Mphahlele is embraced by race organizer Donald Mathipa after winning the 2018 Thembisa Street Mile. Photo Credit: SmacPix.

"To be honest I was really inspired by him qualifying for the Olympics for the 5 000m race because I felt like if he could do it, then I could do it. I was really happy for him and it also gave me the confidence that approaching the World Championships next year in Oregon, I could make the team as well. Because if he can chase down a qualifying time like that here in South Africa (he didn't have to go overseas to do it) so for me to qualify for the 1500m, I could do the same thing," said the 23-year old from Thembisa.

After winning the 2019 SA 1500m title, big things were expected of Mphahlele but injury and poor form conspired against him as he failed to qualify for the World Championships in Doha later that year. But the start of the Covid19 lockdown in March 2020 gave him some perspective as he used the break in the season to spend time with the legendary Ian Harries who famously coached Olympic silver medalist and 800m World Champion Mbulaeni Mulaudzi.

Mphahlele (outside) and Nkosinathi Sibiya pacing Mashele (back) to Olympic qualification.

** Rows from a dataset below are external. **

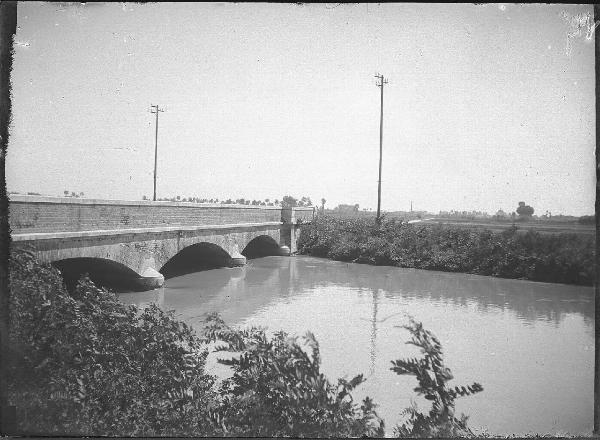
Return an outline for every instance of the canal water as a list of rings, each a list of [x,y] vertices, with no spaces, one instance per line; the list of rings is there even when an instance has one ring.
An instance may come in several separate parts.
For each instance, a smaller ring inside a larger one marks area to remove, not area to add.
[[[457,400],[478,433],[591,435],[593,289],[469,274],[377,267],[313,257],[265,257],[242,268],[168,279],[122,301],[157,302],[200,329],[209,312],[234,326],[266,326],[293,335],[312,331],[331,381],[363,373],[356,391],[372,397],[388,434],[415,397],[412,376],[390,371],[414,356],[407,316],[439,338],[450,385],[484,391]],[[216,374],[226,367],[211,360]],[[224,370],[225,369],[225,370]]]

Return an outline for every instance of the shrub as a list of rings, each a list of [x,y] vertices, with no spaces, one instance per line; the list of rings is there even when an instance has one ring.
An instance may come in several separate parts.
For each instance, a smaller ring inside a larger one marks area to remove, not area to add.
[[[431,409],[424,414],[416,406],[406,408],[403,413],[409,418],[395,427],[398,437],[471,437],[467,417],[454,415],[454,401],[458,396],[468,396],[483,391],[478,383],[467,387],[450,388],[446,383],[453,378],[452,372],[444,365],[442,346],[438,339],[423,325],[412,318],[404,326],[411,333],[407,344],[419,347],[421,359],[399,359],[392,361],[391,370],[399,375],[416,376],[419,386],[414,389],[419,395],[431,401]]]
[[[185,323],[143,312],[27,253],[10,266],[11,380],[18,429],[74,435],[210,435],[213,379]],[[202,427],[199,430],[199,427]]]
[[[260,437],[362,437],[382,436],[383,421],[366,398],[353,402],[351,391],[363,382],[330,383],[320,372],[319,345],[311,333],[297,338],[284,332],[267,337],[264,329],[233,330],[218,315],[211,315],[206,342],[218,351],[236,356],[219,362],[233,369],[224,381],[221,405],[213,420],[227,435]]]
[[[326,215],[302,228],[300,253],[341,261],[592,285],[594,240],[577,234],[500,233],[399,220]]]

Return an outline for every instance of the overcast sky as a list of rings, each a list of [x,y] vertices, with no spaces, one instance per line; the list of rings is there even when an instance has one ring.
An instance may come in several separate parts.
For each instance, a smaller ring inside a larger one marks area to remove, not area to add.
[[[18,4],[9,191],[594,212],[591,5]]]

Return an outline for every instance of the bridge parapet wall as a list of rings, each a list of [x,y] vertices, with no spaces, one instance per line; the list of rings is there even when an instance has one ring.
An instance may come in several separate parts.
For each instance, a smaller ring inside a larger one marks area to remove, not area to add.
[[[13,234],[281,221],[281,208],[276,206],[10,197]]]
[[[314,216],[315,211],[312,206],[283,208],[281,210],[281,221],[286,224],[308,223],[314,219]]]

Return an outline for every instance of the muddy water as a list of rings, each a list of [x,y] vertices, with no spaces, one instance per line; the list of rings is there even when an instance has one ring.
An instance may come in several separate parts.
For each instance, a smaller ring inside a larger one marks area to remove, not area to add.
[[[379,404],[388,432],[416,399],[413,377],[390,361],[415,351],[400,328],[407,314],[440,339],[454,385],[484,391],[460,398],[457,412],[490,434],[589,435],[593,425],[594,316],[589,287],[467,274],[347,264],[312,257],[266,257],[123,293],[127,303],[158,302],[201,328],[217,311],[236,326],[262,325],[317,337],[332,380],[363,373],[357,390]],[[218,373],[221,366],[213,367]],[[221,370],[221,373],[223,371]]]

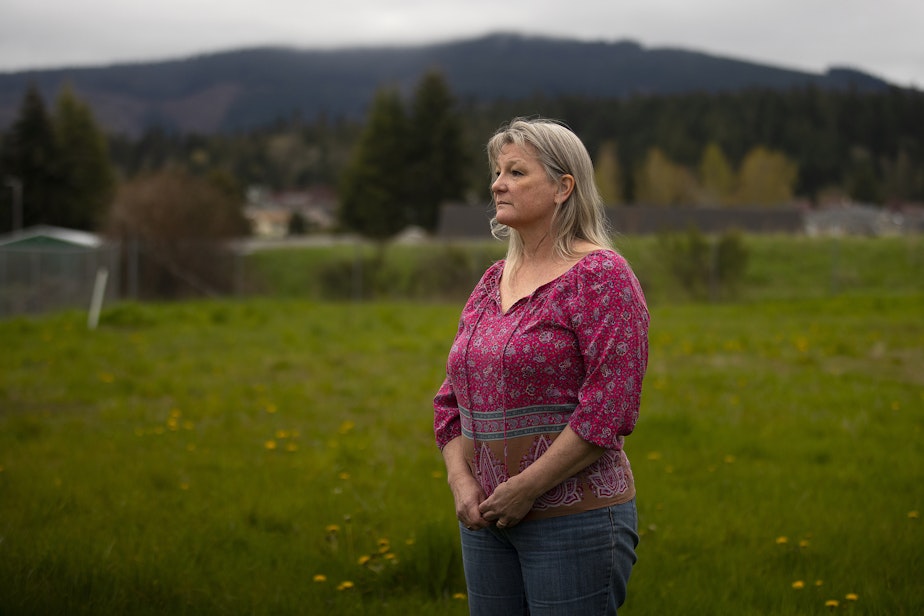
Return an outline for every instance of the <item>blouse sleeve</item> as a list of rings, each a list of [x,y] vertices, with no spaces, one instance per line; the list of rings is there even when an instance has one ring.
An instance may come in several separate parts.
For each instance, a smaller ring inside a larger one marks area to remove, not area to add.
[[[472,319],[478,310],[482,310],[482,303],[488,299],[491,289],[491,281],[496,280],[498,271],[503,267],[503,261],[498,261],[489,267],[481,276],[481,280],[475,285],[465,307],[462,309],[462,315],[459,317],[459,328],[456,330],[456,337],[452,344],[450,355],[459,349],[464,324],[466,319]],[[450,358],[451,360],[451,358]],[[461,436],[462,420],[459,418],[459,402],[456,398],[456,392],[453,389],[452,379],[450,378],[449,360],[447,360],[446,378],[440,386],[439,391],[433,399],[433,432],[436,436],[436,444],[440,449],[446,446],[446,443],[452,439]]]
[[[648,364],[648,308],[628,263],[615,253],[588,263],[571,302],[584,381],[569,425],[584,440],[621,449],[638,419]]]
[[[446,443],[462,435],[459,404],[448,376],[433,399],[433,432],[436,435],[436,446],[440,450]]]

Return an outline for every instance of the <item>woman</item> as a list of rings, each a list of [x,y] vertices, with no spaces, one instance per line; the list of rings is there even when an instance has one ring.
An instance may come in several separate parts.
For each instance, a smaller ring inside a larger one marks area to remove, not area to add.
[[[623,438],[648,310],[610,247],[593,165],[560,123],[488,143],[507,256],[466,303],[434,400],[472,614],[615,614],[638,543]]]

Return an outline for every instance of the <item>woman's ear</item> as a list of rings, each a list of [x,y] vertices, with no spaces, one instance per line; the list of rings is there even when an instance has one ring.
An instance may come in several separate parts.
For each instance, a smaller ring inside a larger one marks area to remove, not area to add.
[[[572,192],[574,192],[574,176],[566,173],[558,178],[558,192],[555,193],[556,203],[561,205],[567,201]]]

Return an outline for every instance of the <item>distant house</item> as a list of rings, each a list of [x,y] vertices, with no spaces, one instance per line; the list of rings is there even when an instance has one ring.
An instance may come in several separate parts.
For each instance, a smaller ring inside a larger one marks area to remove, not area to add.
[[[307,230],[329,231],[336,224],[336,198],[327,187],[270,192],[252,187],[247,192],[244,216],[259,238],[289,235],[292,219],[301,217]]]
[[[118,267],[118,246],[94,233],[43,225],[0,235],[0,317],[87,306],[97,273]],[[118,276],[109,280],[115,299]]]

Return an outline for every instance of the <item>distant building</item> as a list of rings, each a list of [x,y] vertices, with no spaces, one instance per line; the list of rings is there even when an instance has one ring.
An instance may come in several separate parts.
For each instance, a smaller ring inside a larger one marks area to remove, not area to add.
[[[97,274],[118,297],[118,246],[86,231],[36,226],[0,235],[0,317],[89,305]]]
[[[255,237],[273,239],[288,236],[296,216],[308,232],[330,231],[336,225],[336,207],[336,196],[328,187],[279,192],[251,187],[244,216]]]

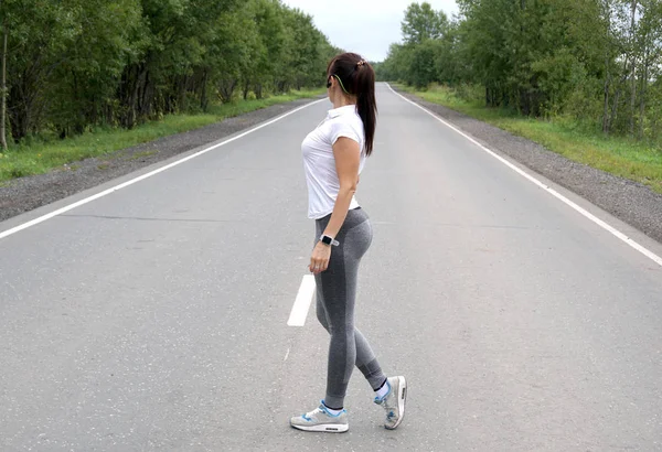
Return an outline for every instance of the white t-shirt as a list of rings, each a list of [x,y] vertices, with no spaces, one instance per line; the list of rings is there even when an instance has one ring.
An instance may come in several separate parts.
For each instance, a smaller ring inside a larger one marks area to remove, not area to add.
[[[361,149],[359,174],[361,174],[366,158],[365,132],[355,105],[330,110],[327,118],[301,143],[308,183],[309,218],[323,218],[333,212],[340,191],[333,144],[340,137],[350,138],[359,143]],[[350,209],[356,207],[359,203],[353,197]]]

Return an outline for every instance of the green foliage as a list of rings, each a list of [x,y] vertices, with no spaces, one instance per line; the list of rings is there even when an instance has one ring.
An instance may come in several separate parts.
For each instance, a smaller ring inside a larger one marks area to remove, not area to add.
[[[522,117],[512,109],[485,108],[480,94],[471,94],[430,86],[426,92],[401,88],[415,93],[425,100],[440,104],[466,115],[492,123],[520,137],[545,146],[570,160],[647,184],[662,193],[662,147],[631,138],[606,137],[595,128],[586,128],[572,118],[554,121]]]
[[[259,100],[238,100],[228,104],[212,104],[206,112],[199,115],[168,115],[160,120],[147,121],[131,130],[95,127],[89,131],[66,139],[33,136],[14,144],[6,153],[0,153],[0,183],[14,177],[41,174],[54,168],[75,171],[71,162],[90,157],[110,155],[113,152],[136,144],[153,141],[173,133],[194,130],[225,118],[243,115],[271,105],[300,98],[314,97],[323,89],[292,92]],[[148,157],[147,153],[134,158]],[[99,164],[99,169],[107,168]]]
[[[404,12],[378,76],[418,88],[480,86],[489,107],[577,119],[606,134],[659,140],[660,0],[458,0]]]

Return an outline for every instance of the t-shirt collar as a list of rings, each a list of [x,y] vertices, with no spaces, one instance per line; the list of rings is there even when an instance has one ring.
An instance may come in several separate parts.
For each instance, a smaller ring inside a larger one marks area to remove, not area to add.
[[[345,105],[344,107],[334,108],[332,110],[329,110],[329,118],[338,118],[341,115],[346,115],[349,112],[355,112],[355,111],[356,111],[355,105]]]

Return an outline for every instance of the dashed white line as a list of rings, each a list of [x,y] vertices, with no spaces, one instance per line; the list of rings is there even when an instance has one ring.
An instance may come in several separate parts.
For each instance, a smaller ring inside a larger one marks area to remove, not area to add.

Photo Credit: Cuan Walker.

"Obviously it has been one helluva of a rollercoaster and it has been a challenge," he told #TheTopRunner when asked about life as an elite athlete during the lockdown. "But I saw it as an opportunity to conquer the challenge and take whatever comes and improvise. Now I can focus on the future and try and be a better athlete. I even spent some time in the Vaal with Ian Harries. I've learnt a lot from him and trust me, my energy and his and coach Elvis (Khoza) rubs off really positively," said the reigning Central Gauteng Athletics 4km Cross Country champion.

So Mphahlele's task is clear - to become the first Thembisa-born athlete to represent the country and the World Championships and Olympic Games. And he is proud to be putting South Africa's second largest township on the athletics map, which was underlined when he won the 2018 Thembisa Street Mile less than two months after winning the national cross country title.

"The Thembisa Mile is hosted in my home, in my hood, where I was born so obviously winning it for the first time felt really great and I couldn't ask for any better feeling. I think what must be done for us to have more great athletes from Thembisa is to give more opportunities to young athletes in schools because that's where the talent is. Not just during the athletics season but throughout the year, so coaches like my coach (Khoza) can identify that talent," he concluded. After a Covid-enforced break last year, The Thembisa Street Mile returns on Sunday, 31 October 2021 where Mphahlele will aim to become the first athlete to break the historic sub four minutes on the event race route.